Methods: Between 5/2008 and 10/2011, 3277 previously untreated AML pts (exclusive of APL) age 18-60 years were screened at one of 7 academic labs. 717 pts were randomized for the duration of therapy to M or placebo (P), stratified by FLT3 mut subtype (TKD vs ITD low allelic ratio 0.05-0.7 vs high ratio >0.7). Induction consisted of daunorubicin and cytarabine plus M or P (50 mg orally twice daily, d8-21). Re-treatment with a second course was allowed if residual AML was noted on a d21 marrow exam. Pts achieving complete remission (CR) received 4 cycles of high-dose cytarabine plus M or P (d8-21) followed by 12 4-week cycles (336 days) of maintenance with M or P (50 mg orally twice daily).

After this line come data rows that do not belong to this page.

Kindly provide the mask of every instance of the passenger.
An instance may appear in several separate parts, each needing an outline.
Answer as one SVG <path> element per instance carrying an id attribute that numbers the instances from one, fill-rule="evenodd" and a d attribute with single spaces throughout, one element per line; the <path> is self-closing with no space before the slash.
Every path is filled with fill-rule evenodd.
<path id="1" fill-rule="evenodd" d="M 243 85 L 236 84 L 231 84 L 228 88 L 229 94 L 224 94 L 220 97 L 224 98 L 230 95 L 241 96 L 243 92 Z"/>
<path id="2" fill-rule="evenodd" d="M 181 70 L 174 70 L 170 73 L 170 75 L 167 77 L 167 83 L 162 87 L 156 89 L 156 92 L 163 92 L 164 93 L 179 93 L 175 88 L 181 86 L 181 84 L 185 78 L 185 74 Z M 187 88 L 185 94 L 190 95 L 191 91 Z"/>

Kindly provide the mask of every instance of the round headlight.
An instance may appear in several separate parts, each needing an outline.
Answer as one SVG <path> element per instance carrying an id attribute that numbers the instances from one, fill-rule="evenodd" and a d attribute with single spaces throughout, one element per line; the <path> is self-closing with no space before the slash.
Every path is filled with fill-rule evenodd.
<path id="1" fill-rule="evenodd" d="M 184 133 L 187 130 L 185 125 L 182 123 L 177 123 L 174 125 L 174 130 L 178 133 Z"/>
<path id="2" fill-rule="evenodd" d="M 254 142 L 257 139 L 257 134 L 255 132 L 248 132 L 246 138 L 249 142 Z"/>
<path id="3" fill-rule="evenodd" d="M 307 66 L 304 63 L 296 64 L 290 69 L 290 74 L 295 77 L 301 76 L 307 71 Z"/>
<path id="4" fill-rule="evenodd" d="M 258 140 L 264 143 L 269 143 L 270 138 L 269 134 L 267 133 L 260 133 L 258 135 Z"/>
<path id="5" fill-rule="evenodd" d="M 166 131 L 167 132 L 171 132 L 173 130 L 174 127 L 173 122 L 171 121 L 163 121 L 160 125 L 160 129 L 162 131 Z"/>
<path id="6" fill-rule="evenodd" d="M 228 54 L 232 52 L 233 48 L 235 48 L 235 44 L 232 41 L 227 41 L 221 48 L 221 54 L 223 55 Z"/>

Allogeneic transplantation (SCT) was allowed, and 182 pts discontinued study drug and underwent SCT in CR1. Landmark disease-free survival (DFS) analyses were performed to understand the impact of M vs P on the subset of CR pts who started maintenance (defined as time from start of maintenance to the first of death or relapse, where pts alive and disease-free were censored at the time they completed the planned maintenance or discontinued study drug early). Landmark DFS analyses were also performed to understand the long-term impact of M vs P on the subset of CR pts who completed all protocol treatment (i.e., time from end of all planned maintenance to the first of death or relapse).
Results: All pts are off treatment. Median follow-up is 59 months from enrollment. Data were frozen in March 2016. A CR was achieved within the protocol-specified 60 days by 403 pts (CR60; 56%) with no significant difference between arms (212/360 (59%; 95% CI, 54-64%) on the M arm and 191/357 (54%; 48-59%) on P) (Fisher's p=0.15); an additional 101 pts achieved CR after 60 days but were excluded from this analysis of maintenance therapy. 174 of the 403 CR60 pts began maintenance therapy still in CR1. Pts remained on their originally assigned double-blind treatment arm, and were not re-randomized. Pretreatment characteristics for these 174 pts were balanced with no significant differences between the maintenance arms (Table); however, they were slightly older, significantly less female, and had more favorable FLT3 mut status and cytogenetics than the 543 pts who did not start maintenance and/or lacked CR60. Adherence to full doses was high on both arms during maintenance (90% for M; 92% for P). Maintenance was well tolerated, and median duration of exposure was the same on both arms (336 days). Discontinuation due to adverse events was infrequent (8% for M; 6% for P). Events during maintenance were reported in 31 pts on M (30%; 30 relapses, 1 death) and 22 pts on P (32%; all relapses). Using a landmark analysis (Figure 1), DFS was not different between the 2 arms during the 12 cycles of maintenance (HR=0.83 for M vs P [95% CI, 0.48-1.43]; p=0.49). At the end of the maintenance portion of the trial, 60 pts (57%) remained on the M arm and 44 (64%) on the P arm. There were 16 post-maintenance DFS events (all relapses) on the M arm and 9 DFS events on the P arm (7 relapses, 2 deaths): 6/35 (17%) with FLT3 -TKD, 15/51 (29%) with ITD-low, and 4/18 (22%) with ITD-high (X2, p=0.4) Using a landmark analysis from the end of maintenance (Figure 2), there was no difference in DFS between the 2 arms (HR=1.4 [95% CI, 0.63-3.3]; p=0.38). DFS at 1-year from end of maintenance was 75% [95% CI, 62-84%] for M and 91% [95% CI, 77-96%] for P. There was no difference between the arms in OS from the time starting maintenance (HR=0.96 for M [95% CI, 0.58-1.59]; p=0.86).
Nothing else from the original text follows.